Senate open data request hits a nerve

Industry groups have no shortage of ideas about making smarter use of patient information
By Mike Miliard
11:06 AM

Among other stakeholders to submit comments this month were those from CHIME, whose chief recommendations included advancing the availability and utility of data by

  • Developing data standards and robust testing requirements for certified EHR technology and other components of health IT referenced in federal policies;
  • Adopting a national patient matching strategy;
  • Harmonizing privacy laws to reduce burdens on providers attempting to exchange data

"(P)atient data-matching continues to be a dangerous and costly process for hospitals and health systems," CHIME argues. "As data exchange increases among providers, patient data-matching errors and mismatches will become exponentially more problematic and potentially dangerous. CHIME calls on Congress to remove the prohibition baring federal regulators from developing and requiring adherence to standards for a unique patient identifier as a means to dramatically enhance the sharing of healthcare data."

In its comments, the National Committee for Quality Assurance pointed to HEDIS – the Healthcare Effectiveness Data and Information Set, stewarded by NCQA – as "a prime example of both what we are and are not able to do with data today."

The widely-used quality measurement tool "assesses more than 70 areas where there is strong scientific evidence and consensus on what constitutes high-quality care," NCQA's letter points out. "Public reporting of HEDIS results helps regulators and purchasers hold plans and providers accountable for quality, which drives improvement. We continuously update HEDIS for new scientific evidence and to promote further improvement.


"However, HEDIS can only measure quality where there is strong scientific evidence, broad consensus on its meaning, readily available data to accurately assess and audit, and sufficient numbers for statistical significance. The majority of healthcare services provided today do not meet some or all of those essential criteria for valid quality measurement. For example, the most readily available data is in claims, which often lack the detailed, outcomes-oriented metrics that can be found only with greater effort through medical record review."

EHRs could help address some of these challenges, NCQA argues, "by providing easier access to medical record data. They also can provide additional evidence on effective care by aggregating data on how various treatments affect outcomes in unique populations, such as individuals with differing specific chronic conditions, vulnerabilities, and health disparities."

For its part, the American Hospital Association urged Congress to direct CMS to release certain Medicare data on Part  B carriers, Part D prescription drugs, Medicare Advantage enrollees, and inpatient hospital discharges, while still maintaining the privacy and security of individual patient information.

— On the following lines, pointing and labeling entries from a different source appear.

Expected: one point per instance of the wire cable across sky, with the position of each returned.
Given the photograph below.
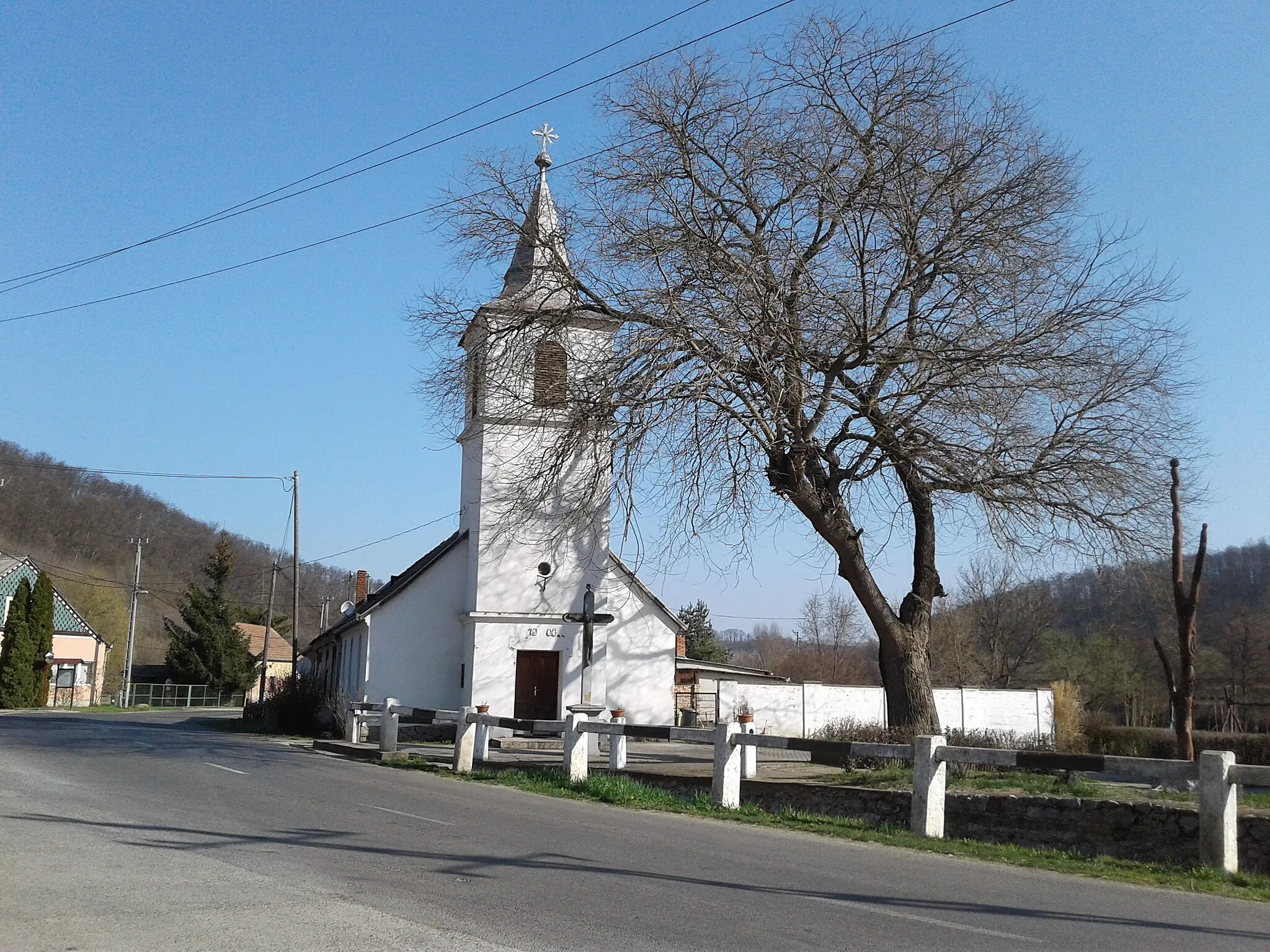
(433, 207)
(259, 202)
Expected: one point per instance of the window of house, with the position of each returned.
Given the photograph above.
(550, 374)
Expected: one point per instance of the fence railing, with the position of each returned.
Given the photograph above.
(735, 748)
(182, 696)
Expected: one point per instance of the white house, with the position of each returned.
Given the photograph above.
(479, 620)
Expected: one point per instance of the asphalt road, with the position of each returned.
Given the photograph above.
(145, 832)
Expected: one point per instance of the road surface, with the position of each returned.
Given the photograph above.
(148, 832)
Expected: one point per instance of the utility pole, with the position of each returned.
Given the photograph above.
(133, 620)
(269, 624)
(295, 579)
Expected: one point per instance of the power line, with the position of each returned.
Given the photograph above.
(435, 207)
(251, 205)
(138, 472)
(386, 539)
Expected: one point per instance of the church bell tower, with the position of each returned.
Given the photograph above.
(531, 351)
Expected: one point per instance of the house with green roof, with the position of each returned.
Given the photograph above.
(79, 653)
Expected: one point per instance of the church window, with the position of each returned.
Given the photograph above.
(475, 372)
(550, 374)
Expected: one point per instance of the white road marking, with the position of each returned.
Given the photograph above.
(897, 914)
(413, 816)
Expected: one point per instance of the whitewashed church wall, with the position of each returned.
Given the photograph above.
(505, 573)
(639, 656)
(803, 710)
(417, 638)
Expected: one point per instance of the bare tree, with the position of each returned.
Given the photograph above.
(1181, 689)
(856, 284)
(1008, 619)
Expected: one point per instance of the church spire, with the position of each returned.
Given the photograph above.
(539, 276)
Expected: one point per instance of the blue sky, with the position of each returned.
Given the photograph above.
(123, 121)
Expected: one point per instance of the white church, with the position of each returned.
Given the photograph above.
(479, 620)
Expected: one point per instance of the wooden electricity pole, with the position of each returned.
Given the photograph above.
(1181, 690)
(269, 624)
(295, 579)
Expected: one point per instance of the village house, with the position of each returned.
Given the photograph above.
(278, 664)
(78, 669)
(479, 620)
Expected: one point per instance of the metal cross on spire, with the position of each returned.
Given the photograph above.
(546, 135)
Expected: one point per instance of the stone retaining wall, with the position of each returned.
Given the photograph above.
(1142, 832)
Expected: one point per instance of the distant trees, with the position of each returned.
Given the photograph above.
(700, 640)
(997, 630)
(208, 648)
(19, 683)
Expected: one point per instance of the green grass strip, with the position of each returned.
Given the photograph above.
(625, 792)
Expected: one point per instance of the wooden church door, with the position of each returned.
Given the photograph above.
(538, 685)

"To accurately assess performance, support risk-based contracting and identify opportunities for improvement, it has become increasingly important to collect and analyze data along every point of the care continuum," wrote AHA Executive Vice President Rick Pollack.

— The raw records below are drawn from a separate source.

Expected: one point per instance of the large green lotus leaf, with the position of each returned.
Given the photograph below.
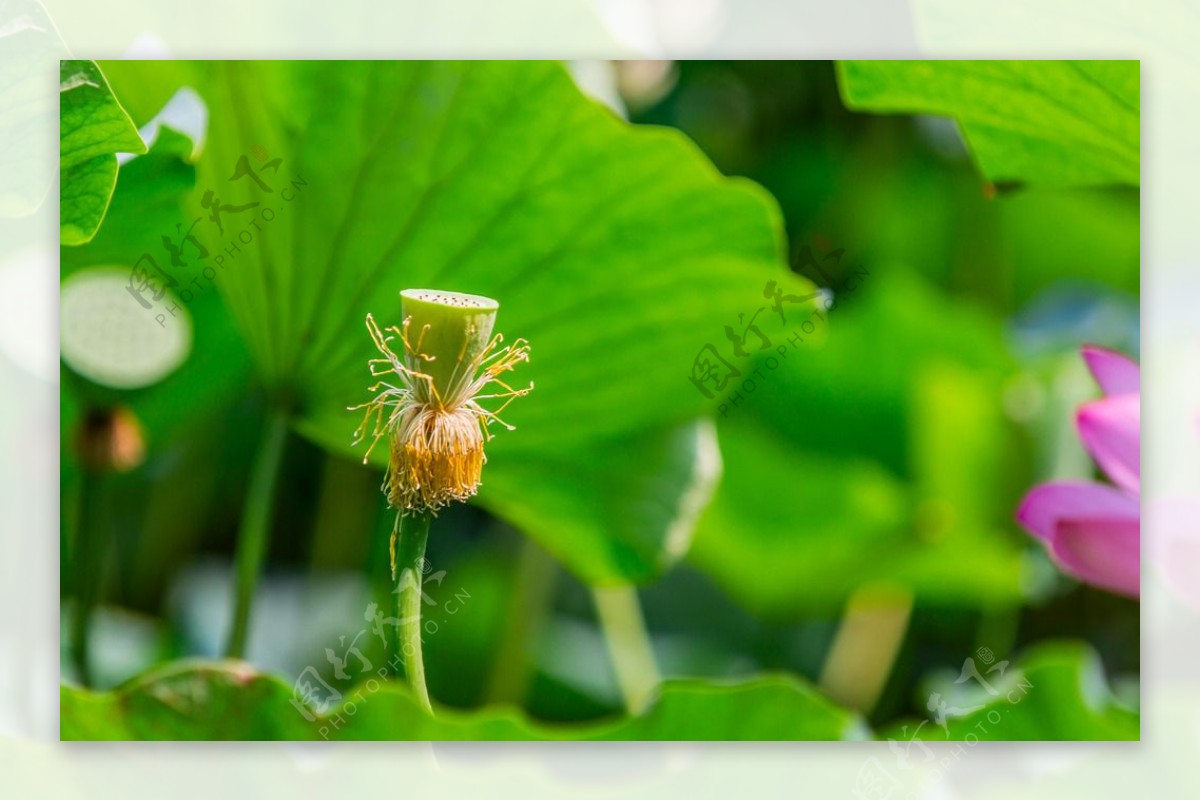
(229, 700)
(93, 128)
(1053, 122)
(881, 456)
(618, 251)
(150, 203)
(1055, 692)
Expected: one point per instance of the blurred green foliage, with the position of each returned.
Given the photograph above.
(888, 447)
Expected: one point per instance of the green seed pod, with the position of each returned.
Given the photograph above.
(448, 332)
(433, 419)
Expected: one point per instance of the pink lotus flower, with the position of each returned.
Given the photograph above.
(1092, 530)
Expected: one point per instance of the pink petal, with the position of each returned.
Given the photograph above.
(1111, 432)
(1104, 553)
(1047, 506)
(1115, 372)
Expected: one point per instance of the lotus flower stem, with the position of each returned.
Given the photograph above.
(409, 537)
(253, 531)
(629, 645)
(433, 405)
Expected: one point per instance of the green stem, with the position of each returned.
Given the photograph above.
(87, 567)
(256, 528)
(869, 638)
(413, 533)
(629, 644)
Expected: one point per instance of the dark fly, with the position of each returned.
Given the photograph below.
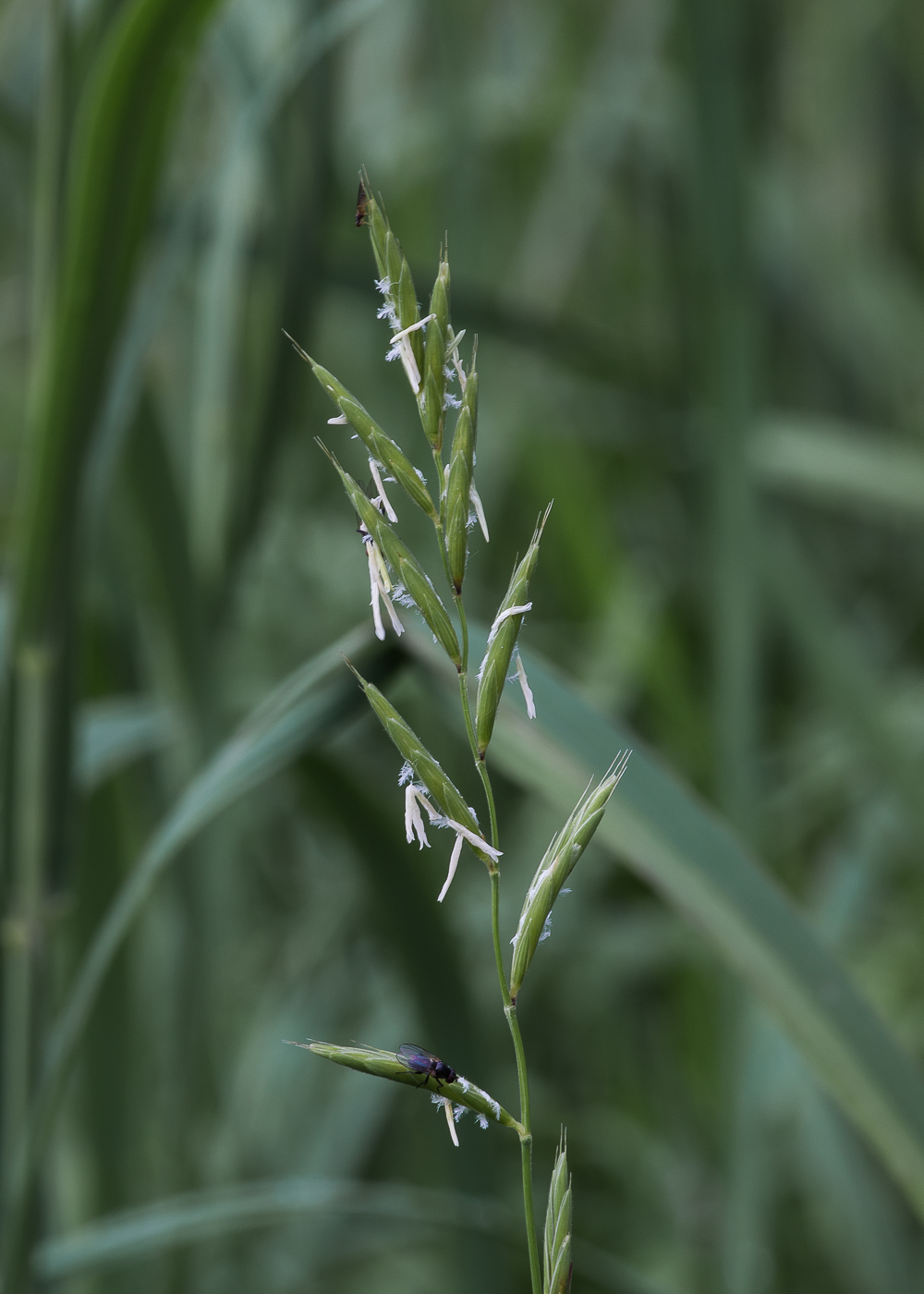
(361, 207)
(420, 1061)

However, he also sounded a cautionary note:

"The demand for data from providers and health care plans is rapidly growing, as the era of 'big data' is at hand," Pollack wrote. "Hospital discharge data sets have been around for decades, while all-payer claims data sets are just beginning to be developed at the state level or through private initiatives. As these resources are expanded, caution must be exercised to ensure privacy and security is maintained.

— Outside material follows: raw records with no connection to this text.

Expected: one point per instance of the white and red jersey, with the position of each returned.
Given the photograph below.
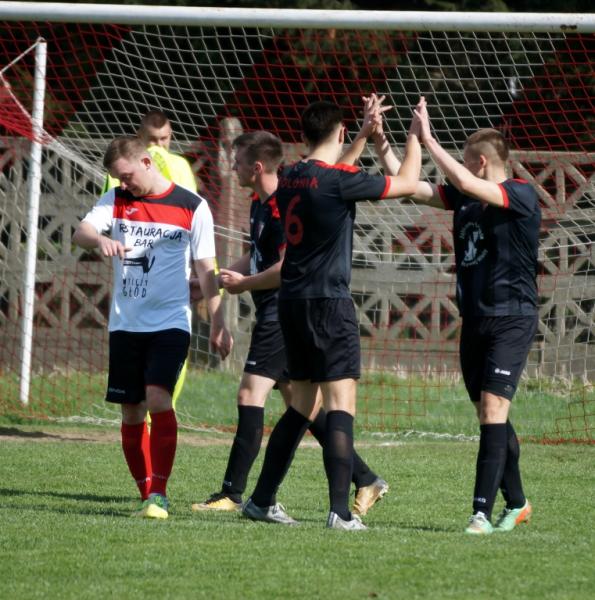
(150, 291)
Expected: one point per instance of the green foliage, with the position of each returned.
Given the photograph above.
(67, 533)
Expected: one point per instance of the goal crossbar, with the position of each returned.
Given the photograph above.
(316, 19)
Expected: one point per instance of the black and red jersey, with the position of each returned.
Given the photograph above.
(267, 240)
(317, 205)
(496, 250)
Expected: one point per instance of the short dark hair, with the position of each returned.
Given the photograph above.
(261, 146)
(482, 140)
(154, 118)
(129, 146)
(319, 120)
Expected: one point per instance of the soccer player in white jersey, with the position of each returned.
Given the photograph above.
(156, 132)
(151, 228)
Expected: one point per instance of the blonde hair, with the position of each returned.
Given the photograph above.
(490, 143)
(129, 146)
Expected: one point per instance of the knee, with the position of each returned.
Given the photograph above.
(493, 409)
(158, 399)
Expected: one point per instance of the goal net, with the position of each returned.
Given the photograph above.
(215, 82)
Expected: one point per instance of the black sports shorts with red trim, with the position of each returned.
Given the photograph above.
(140, 359)
(321, 338)
(266, 356)
(493, 353)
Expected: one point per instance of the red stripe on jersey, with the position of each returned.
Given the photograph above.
(158, 196)
(137, 210)
(443, 197)
(274, 208)
(386, 187)
(338, 167)
(505, 200)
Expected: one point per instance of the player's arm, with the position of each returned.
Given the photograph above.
(407, 178)
(425, 193)
(240, 267)
(236, 283)
(454, 171)
(373, 110)
(220, 338)
(86, 236)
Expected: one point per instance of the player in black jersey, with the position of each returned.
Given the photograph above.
(317, 200)
(257, 158)
(496, 223)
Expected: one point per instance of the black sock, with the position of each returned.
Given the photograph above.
(244, 450)
(491, 459)
(511, 486)
(338, 460)
(362, 474)
(283, 442)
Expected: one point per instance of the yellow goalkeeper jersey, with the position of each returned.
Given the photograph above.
(172, 166)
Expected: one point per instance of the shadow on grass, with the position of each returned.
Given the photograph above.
(115, 512)
(38, 435)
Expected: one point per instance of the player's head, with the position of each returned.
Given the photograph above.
(322, 121)
(127, 159)
(155, 129)
(486, 146)
(256, 153)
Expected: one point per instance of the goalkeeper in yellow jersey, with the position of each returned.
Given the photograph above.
(155, 130)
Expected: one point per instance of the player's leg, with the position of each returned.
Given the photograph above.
(473, 356)
(519, 335)
(166, 352)
(507, 343)
(491, 458)
(126, 387)
(369, 488)
(265, 364)
(335, 365)
(339, 402)
(252, 395)
(284, 440)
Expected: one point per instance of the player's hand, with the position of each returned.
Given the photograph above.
(420, 125)
(109, 247)
(195, 290)
(373, 111)
(232, 281)
(221, 341)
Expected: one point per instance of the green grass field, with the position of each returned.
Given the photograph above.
(65, 530)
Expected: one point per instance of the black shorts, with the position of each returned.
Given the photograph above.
(493, 352)
(266, 356)
(321, 337)
(140, 359)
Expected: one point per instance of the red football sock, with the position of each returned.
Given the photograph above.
(164, 439)
(135, 444)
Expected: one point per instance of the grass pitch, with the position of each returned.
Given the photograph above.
(65, 530)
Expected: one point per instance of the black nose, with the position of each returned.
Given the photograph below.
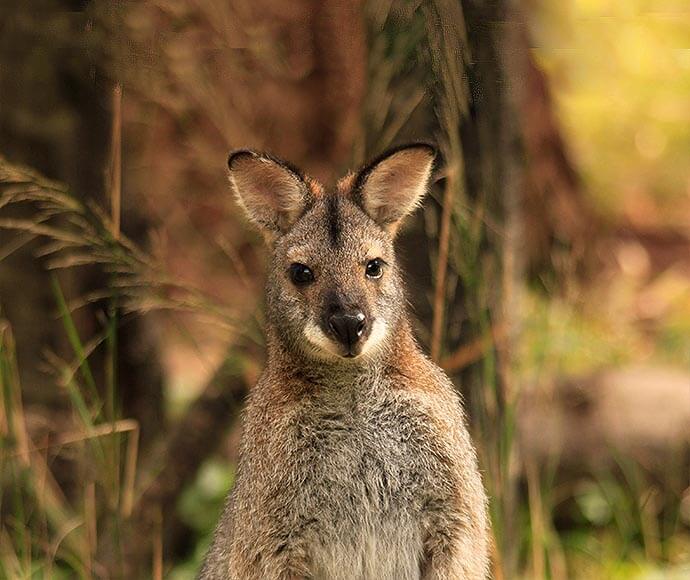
(348, 327)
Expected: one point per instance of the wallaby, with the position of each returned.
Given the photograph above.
(355, 461)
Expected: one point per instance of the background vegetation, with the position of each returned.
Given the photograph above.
(549, 271)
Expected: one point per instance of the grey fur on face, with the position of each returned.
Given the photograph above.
(355, 460)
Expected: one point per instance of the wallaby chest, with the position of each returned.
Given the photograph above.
(364, 460)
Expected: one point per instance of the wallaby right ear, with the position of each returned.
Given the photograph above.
(273, 194)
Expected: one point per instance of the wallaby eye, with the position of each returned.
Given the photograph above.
(300, 274)
(374, 268)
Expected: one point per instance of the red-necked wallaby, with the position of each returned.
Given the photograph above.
(355, 461)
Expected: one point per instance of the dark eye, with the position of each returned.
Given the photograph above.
(374, 268)
(300, 274)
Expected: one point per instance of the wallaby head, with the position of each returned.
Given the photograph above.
(334, 288)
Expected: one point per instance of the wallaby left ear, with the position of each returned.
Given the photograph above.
(393, 185)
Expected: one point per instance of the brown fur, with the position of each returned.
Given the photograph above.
(355, 460)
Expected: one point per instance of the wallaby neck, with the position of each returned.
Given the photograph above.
(395, 355)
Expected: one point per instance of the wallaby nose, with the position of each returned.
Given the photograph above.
(348, 327)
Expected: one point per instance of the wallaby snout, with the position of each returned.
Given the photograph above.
(348, 327)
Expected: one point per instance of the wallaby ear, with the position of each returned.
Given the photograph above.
(273, 194)
(393, 185)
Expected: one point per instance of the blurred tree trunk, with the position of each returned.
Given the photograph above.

"Some entrepreneurs and data-mining companies seek access to individual and facility-level data for commercial purposes," he added. "However, we caution that the privacy rules for these relatively new entrants in the health care field are different from those that govern health care providers, and are generally less rigorous."

Other groups weighing in on Wyden and Grassley's request for input include the Bipartisan Policy Center, West Health Institute, Pew Charitable Trusts, the American Medical Group Association and the Healthcare Leadership Council.